More than 250,000 workers will walk off the job on April 10, calling for an end to the “incomes recession” and targeting the Prime Minister Scott Morrison.
Australian Council of Trade Unions secretary Sally McManus announced the industrial action on Thursday, predicting anti-government protests across Australia.
The April 10 date is likely to coincide with the official start of the election campaign, which Labor leader Bill Shorten plans to fight as a “referendum on wages”.
— Sally McManus (@sallymcmanus) March 7, 2019
The Opposition Leader delivered his strongest signal yet on Wednesday that a Labor government would to lift the minimum wage and strengthen the power of workers and unions in enterprise bargaining.
“I actually think wages growth is too low – it’s unhelpfully low,” he told a business forum.
“In terms of the minimum wage, it’s about $18.93 for an adult. I don’t know how many of you are living on $18.93 an hour. If you don’t want to live on it, why do we expect everyone else to live on it?”
On Thursday, Ms McManus said wages were going backwards.
“We are suffering an incomes recession,” she said.
Our wages are going backwards because of inaction by our government. Inaction about the minimum wage, inaction about penalty rates – in fact, they support the cutting of penalty rates.
“If we do not take action as a country now, we will end up Americanising our society. We will end up in a situation where working people have to work two, three, four jobs to support themselves and their families.”
The latest deployment of the recession word, this time by Ms McManus, follows the release of the national gross domestic product data on Wednesday that was described by some commentators as showing a “per capita recession”.
That’s not the technical definition of a recession, which remains two consecutive quarters of negative economic growth.
But if does reflect the fact that if you take Australia’s population growth out of the GDP equation, the economy actually shrank for a second consecutive quarter in the three months to December.
On Thursday, Mr Morrison described the term “per capita recession” as “made up.”
“That’s not a term that any economist has any recognition of so I’m not going to engage in the made-up statistics that the Labor Party are talking about,” he said.
“These per capita outcomes we saw under the previous Labor government and under the Howard government on a number of occasions.”

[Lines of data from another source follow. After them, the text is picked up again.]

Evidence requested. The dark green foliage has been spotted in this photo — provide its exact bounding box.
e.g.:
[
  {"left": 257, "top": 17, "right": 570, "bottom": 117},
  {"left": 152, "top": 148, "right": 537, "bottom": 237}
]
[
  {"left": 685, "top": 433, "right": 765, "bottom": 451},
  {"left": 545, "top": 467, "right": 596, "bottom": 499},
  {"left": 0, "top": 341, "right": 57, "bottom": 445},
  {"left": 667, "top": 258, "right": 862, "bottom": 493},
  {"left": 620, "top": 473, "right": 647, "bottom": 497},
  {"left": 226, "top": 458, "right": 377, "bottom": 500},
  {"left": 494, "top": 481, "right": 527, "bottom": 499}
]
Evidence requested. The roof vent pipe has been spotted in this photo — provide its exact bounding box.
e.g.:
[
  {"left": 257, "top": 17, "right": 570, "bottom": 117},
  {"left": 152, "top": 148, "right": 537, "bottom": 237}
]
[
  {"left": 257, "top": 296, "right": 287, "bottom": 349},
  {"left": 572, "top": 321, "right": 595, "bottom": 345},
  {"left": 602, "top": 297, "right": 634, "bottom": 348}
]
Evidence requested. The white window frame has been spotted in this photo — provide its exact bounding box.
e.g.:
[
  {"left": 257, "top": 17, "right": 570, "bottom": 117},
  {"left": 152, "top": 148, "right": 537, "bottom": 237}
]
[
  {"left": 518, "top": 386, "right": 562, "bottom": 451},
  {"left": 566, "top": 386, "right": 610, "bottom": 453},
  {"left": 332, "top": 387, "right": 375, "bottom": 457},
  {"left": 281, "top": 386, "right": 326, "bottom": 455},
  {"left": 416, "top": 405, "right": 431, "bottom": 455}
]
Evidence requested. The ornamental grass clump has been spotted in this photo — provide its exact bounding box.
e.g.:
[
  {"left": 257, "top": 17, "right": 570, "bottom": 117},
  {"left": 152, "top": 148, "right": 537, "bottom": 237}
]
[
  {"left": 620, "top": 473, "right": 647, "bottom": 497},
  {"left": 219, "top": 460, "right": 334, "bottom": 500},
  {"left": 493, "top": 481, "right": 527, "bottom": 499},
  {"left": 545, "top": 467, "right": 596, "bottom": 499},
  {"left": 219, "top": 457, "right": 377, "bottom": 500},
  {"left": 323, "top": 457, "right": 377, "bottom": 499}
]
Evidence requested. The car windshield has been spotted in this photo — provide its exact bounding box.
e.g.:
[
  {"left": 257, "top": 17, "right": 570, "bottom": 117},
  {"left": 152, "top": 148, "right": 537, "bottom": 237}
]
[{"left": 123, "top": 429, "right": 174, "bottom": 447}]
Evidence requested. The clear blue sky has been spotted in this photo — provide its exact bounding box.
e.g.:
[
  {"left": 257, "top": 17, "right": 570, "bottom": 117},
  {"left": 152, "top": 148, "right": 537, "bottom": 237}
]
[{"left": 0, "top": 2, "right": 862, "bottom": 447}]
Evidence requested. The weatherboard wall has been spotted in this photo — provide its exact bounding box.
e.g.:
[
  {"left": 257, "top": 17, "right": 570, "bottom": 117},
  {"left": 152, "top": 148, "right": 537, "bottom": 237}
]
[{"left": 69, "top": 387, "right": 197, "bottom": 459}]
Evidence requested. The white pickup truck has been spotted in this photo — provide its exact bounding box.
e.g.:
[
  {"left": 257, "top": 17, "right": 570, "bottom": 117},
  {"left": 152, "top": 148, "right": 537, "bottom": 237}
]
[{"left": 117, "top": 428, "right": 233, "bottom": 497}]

Mr Morrison’s claim is not correct: The last per capita recession result was in 2006, during the Howard years and not during the Rudd-Gillard government.
Meanwhile, Mr Shorten also responded on Thursday to reports that six Nationals MPs want to force Mr Morrison to put his “big stick” energy plan to Parliament before it rises for the election.
The government is keen to avoid that because it does not believe it has the numbers on the floor of Parliament to get the deal through.
“It would almost be a joke, except that energy prices are absolutely crippling Australian business and Australian household budgets,” Mr Shorten said.
“We have an energy crisis problem. We have a wages problem.”
In Perth on Thursday, Mr Morrison again warned that Labor’s proposed tax changes would hurt wages.
“Wages growth will come with economic growth,” he said.
“Wages growth won’t come with higher taxes, which is what Bill Shorten is proposing.”